The Australian statement described the Quad as “bringing together four like-minded democracies committed to respecting and upholding international rules and obligations through positive, practical engagement to protect and support the sovereignty, prosperity and security of the region”. The statement also asserted commitment to Myanmar’s “democratic transition”, while describing the developments in Myanmar a military coup.
Notably, this third meeting of Quad Foreign Ministers had the following peculiarities: India for the first time officially used the term “Quad” to describe its grouping with the US, Australia and Japan in the statement released by the MEA instead of the earlier description ‘meeting of four countries’; Japan named China directly for actions to change the status quo in the East and South China seas whereas India, Australia and the US made no mention of China; US not naming China was in sharp contrast to the Trump administration naming China at every opportunity including in Quad meetings, and; statements by all the four countries mentioned the situation in Myanmar but with differing expressions.
The US not mentioning China directly in its statement could be interpreted in some quarters as the Biden administration’s softer approach towards China compared to the administration of Donald Trump. However, in his first address to global audiences on February 19, US President Joe Biden while declaring that “America is back, the transatlantic alliance is back” had also stated, “We must prepare together for long-term strategic competition with China.” Though Biden was committing to America’s ties with NATO and the EU in his speech, whether this can be applied to the Quad as well is a matter of conjecture.

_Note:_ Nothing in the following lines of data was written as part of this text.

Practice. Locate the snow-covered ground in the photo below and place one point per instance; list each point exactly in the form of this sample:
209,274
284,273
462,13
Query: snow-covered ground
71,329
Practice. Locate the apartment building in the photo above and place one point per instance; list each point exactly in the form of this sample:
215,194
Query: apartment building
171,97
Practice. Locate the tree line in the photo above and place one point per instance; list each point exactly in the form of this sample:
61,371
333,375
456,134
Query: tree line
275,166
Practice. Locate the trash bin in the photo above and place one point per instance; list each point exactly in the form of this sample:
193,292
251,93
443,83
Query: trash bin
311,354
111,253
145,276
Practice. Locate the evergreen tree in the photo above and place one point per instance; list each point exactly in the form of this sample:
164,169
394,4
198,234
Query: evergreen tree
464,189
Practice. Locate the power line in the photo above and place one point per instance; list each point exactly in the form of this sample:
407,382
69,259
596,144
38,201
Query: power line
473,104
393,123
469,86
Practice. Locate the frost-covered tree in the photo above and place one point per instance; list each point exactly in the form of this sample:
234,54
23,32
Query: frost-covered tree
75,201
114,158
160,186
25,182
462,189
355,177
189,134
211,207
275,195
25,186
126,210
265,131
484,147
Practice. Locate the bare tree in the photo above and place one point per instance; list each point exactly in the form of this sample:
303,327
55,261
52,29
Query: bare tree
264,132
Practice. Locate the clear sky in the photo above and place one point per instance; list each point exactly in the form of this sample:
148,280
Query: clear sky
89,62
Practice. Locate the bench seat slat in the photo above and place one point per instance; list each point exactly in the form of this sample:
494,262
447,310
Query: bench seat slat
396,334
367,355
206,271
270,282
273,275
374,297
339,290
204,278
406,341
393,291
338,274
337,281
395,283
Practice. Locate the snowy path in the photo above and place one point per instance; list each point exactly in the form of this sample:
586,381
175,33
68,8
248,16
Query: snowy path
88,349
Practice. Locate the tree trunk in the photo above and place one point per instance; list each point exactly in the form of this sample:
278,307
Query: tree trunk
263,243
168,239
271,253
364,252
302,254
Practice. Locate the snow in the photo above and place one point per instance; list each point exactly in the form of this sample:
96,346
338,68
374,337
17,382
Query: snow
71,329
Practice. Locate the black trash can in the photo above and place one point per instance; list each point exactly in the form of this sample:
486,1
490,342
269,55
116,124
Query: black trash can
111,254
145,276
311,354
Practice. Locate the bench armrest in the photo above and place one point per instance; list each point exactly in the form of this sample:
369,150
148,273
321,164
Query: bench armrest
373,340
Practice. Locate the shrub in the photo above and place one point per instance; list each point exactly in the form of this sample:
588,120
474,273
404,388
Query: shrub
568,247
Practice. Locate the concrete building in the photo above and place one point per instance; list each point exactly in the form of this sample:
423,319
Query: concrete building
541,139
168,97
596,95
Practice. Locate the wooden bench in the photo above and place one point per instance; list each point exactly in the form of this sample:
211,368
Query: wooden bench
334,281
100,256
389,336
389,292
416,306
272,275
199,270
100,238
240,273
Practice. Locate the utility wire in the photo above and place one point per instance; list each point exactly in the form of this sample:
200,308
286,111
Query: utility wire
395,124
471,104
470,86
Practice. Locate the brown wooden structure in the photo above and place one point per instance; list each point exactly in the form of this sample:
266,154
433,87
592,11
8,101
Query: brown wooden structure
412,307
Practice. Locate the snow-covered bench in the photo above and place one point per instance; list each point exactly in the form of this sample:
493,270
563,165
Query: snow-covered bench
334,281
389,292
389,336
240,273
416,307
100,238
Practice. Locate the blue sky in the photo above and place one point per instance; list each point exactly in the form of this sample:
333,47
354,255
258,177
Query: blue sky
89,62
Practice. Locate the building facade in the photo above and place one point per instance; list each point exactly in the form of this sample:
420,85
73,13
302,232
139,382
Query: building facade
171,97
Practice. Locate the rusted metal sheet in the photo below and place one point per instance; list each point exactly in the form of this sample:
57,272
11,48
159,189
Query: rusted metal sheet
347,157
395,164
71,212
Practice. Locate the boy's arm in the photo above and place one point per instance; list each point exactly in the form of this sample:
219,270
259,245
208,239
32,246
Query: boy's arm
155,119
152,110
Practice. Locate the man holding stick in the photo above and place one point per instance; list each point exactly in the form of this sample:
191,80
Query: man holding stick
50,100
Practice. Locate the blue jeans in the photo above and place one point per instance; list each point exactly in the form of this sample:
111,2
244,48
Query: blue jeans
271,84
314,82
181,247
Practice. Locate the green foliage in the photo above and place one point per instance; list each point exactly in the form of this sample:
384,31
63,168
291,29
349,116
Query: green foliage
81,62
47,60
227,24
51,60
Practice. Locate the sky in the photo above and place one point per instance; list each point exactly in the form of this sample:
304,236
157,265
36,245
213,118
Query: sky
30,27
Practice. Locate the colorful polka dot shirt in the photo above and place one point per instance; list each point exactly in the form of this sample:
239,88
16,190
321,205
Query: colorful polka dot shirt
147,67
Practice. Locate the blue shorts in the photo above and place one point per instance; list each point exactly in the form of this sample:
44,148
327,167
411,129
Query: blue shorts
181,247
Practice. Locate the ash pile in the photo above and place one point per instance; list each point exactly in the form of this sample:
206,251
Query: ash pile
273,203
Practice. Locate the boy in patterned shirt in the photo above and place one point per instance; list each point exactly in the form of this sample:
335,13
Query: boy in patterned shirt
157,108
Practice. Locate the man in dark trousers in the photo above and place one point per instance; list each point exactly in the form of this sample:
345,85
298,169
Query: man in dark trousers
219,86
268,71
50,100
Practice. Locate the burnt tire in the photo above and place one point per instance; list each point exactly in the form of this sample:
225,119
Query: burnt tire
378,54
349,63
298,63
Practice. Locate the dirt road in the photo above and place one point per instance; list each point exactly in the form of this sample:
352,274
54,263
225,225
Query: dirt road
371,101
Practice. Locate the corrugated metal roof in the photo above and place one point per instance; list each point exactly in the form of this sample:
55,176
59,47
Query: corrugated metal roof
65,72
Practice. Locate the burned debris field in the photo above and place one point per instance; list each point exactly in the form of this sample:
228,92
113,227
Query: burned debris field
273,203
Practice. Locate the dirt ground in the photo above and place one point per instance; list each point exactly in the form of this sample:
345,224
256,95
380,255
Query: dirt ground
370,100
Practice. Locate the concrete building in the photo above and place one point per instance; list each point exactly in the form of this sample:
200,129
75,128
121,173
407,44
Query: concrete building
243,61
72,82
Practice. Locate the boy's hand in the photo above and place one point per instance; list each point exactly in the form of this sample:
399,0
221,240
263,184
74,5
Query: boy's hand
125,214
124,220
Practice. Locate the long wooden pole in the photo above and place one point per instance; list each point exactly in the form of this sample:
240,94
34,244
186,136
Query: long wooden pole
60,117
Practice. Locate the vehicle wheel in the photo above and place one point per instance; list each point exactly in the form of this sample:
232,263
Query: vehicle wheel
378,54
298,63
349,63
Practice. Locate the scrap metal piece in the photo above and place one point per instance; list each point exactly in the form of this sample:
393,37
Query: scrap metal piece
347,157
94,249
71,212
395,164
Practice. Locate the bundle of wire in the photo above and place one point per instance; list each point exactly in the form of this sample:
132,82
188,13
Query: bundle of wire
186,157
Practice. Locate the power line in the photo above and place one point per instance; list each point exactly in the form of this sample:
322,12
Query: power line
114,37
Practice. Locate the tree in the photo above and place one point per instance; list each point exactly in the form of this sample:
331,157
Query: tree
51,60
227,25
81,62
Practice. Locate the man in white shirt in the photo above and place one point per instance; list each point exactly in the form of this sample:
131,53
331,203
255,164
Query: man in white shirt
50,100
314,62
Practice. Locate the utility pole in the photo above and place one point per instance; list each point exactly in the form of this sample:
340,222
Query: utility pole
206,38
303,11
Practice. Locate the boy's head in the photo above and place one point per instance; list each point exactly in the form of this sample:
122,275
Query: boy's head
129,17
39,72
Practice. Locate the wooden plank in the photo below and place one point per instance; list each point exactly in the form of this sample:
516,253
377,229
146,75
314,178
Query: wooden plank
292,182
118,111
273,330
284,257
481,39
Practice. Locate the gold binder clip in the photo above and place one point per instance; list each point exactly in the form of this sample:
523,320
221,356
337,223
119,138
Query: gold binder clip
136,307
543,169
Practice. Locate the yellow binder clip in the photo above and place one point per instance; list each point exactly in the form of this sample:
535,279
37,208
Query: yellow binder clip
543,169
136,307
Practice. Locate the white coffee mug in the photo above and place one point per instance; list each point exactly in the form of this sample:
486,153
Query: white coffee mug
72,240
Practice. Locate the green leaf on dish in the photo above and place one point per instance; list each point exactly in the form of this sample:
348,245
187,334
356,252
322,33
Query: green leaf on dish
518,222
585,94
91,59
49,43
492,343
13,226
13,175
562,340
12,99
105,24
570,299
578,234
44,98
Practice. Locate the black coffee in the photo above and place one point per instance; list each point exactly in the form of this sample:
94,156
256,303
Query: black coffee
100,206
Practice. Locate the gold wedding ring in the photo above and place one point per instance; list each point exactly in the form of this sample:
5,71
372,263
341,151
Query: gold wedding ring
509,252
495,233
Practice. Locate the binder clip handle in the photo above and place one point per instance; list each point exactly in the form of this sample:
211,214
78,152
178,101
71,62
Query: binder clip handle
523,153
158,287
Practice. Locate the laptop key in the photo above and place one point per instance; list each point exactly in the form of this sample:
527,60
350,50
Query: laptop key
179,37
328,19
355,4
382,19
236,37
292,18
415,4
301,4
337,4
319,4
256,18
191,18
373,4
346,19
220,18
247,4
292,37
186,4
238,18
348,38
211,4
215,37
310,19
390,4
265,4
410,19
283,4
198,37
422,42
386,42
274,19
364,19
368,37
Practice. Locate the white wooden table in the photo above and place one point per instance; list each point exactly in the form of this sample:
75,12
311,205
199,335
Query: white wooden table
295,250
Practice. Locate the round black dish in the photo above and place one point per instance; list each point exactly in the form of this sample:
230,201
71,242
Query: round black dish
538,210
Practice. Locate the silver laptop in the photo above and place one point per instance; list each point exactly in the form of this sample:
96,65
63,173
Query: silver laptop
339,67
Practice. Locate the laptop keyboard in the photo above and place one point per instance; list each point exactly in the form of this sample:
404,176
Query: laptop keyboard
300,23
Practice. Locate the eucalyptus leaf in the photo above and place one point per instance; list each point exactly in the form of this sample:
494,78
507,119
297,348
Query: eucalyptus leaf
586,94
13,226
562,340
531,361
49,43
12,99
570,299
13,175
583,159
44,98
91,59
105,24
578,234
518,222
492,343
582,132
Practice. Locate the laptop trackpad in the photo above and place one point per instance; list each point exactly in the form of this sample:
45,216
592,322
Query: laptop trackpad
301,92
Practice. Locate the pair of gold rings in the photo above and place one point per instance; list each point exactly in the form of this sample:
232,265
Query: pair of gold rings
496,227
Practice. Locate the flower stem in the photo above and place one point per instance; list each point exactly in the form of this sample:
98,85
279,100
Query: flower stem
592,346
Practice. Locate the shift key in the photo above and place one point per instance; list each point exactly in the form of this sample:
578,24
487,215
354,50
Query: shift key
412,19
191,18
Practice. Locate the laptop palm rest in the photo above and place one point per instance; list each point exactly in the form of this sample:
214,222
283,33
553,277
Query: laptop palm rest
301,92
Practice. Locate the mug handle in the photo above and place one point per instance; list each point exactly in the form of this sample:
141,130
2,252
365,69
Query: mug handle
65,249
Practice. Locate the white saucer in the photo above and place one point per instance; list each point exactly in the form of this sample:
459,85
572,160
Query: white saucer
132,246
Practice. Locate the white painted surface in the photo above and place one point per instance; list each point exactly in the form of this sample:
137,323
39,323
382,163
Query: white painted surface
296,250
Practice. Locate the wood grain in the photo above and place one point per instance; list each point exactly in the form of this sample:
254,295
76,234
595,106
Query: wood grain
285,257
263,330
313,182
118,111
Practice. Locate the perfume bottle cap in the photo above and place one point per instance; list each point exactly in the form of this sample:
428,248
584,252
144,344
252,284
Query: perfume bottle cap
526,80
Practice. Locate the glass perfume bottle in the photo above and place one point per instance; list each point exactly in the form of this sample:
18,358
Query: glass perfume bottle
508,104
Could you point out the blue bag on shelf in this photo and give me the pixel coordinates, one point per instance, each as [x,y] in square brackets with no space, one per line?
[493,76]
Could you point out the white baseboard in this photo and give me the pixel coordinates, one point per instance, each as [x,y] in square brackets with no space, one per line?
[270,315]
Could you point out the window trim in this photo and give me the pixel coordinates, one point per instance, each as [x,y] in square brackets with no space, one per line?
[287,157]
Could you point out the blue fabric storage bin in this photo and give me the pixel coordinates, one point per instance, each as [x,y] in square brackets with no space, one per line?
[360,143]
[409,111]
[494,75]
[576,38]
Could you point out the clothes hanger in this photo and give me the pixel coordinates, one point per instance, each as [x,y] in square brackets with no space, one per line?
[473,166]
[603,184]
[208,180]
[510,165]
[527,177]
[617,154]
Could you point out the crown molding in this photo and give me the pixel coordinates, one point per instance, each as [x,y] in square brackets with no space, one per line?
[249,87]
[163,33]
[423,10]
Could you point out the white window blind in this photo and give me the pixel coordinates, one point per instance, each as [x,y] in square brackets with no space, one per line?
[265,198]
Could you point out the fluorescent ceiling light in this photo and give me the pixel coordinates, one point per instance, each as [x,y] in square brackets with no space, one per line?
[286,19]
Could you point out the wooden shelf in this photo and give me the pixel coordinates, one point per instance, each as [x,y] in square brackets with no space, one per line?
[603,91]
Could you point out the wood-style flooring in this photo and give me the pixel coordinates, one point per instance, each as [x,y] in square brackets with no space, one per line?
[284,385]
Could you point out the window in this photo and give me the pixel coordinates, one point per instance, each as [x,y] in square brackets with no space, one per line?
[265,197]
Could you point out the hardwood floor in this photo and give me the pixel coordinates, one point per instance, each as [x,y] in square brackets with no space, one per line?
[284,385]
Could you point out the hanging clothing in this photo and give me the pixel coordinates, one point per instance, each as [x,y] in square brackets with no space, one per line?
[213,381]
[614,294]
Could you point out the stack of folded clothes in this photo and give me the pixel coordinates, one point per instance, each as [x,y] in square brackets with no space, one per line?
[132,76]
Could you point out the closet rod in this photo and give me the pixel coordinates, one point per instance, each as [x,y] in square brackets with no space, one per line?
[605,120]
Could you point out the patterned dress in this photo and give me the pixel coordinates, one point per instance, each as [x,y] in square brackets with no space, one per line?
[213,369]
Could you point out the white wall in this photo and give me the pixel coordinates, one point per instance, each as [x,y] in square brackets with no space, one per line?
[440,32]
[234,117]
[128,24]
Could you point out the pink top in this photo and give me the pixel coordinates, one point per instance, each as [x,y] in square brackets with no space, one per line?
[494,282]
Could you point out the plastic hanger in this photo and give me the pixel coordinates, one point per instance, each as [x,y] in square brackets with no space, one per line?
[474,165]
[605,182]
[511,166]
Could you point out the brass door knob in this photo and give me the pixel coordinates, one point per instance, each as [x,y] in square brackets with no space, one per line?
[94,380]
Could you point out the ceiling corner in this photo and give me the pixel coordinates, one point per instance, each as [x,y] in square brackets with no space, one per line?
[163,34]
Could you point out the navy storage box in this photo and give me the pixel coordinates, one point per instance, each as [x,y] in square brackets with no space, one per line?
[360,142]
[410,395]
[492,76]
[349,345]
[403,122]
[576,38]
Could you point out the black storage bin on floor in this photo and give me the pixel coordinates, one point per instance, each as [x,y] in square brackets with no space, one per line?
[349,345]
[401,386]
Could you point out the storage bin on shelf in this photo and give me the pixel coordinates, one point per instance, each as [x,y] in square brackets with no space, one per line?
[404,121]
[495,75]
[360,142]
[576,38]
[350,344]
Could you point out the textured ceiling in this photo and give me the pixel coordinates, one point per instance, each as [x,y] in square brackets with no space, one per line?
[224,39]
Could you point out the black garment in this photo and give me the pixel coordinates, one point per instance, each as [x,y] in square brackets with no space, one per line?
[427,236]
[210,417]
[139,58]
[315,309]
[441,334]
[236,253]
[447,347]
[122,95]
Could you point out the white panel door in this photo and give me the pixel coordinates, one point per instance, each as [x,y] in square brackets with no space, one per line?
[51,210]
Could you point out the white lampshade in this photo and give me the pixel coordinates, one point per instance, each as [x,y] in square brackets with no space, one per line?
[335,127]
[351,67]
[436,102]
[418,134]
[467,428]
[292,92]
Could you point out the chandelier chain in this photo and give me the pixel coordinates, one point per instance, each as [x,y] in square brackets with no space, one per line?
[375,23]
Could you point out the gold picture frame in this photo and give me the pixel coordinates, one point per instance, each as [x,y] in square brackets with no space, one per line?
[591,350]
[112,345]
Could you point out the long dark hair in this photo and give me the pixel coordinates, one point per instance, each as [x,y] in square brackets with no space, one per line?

For all the noise that China makes about the Quad, is Beijing really concerned? Apparently it is with the recent warning in Global Times mentioned above. Moreover, Chinese Foreign Minister Wang Yi visiting Malaysia in October 2020 had stated that the US wants to build an Indo-Pacific NATO through the Quad. On February 19, 2021, the US State Department voiced concern over the new legislation enacted by China that authorizes its coast guard to use weapons against foreign ships that Beijing considers to be unlawfully entering its waters. The US has warned China against the use of force in disputed waters while reaffirming its view that Beijing’s assertive campaign in the SCS is illegal. The US State Department spokesman Ned Price stated, “We remind the PRC and all whose forces operate in the South China Sea that responsible maritime forces act with professionalism and restraint in the exercise of their authorities. We are further concerned that China may invoke this new law to assert its unlawful maritime claims in the South China Sea.”
It is but natural that Japan is more concerned about the East and South China seas and India more about the Indian Ocean Region. But these issues are within the larger Indo-Pacific construct. Initial Quad meetings had no joint statements but the grouping has come a long way. A suitably worded joint statement should be mandatory from the next Quad meeting with or without specifically mentioning China in order to convey a collective stance.
China is in no mood to ease its aggressive ways and will keep using its economic clout to lure or pressure countries. Where its new law authorizes its coast guard to use weapons in illegally claimed waters, it has been using its civilian boat militia to engage foreign pilots with lasers in the South China Sea – same as from its base in Djibouti. Time is more than opportune to go for Quad Plus, for which America needs to take the lead.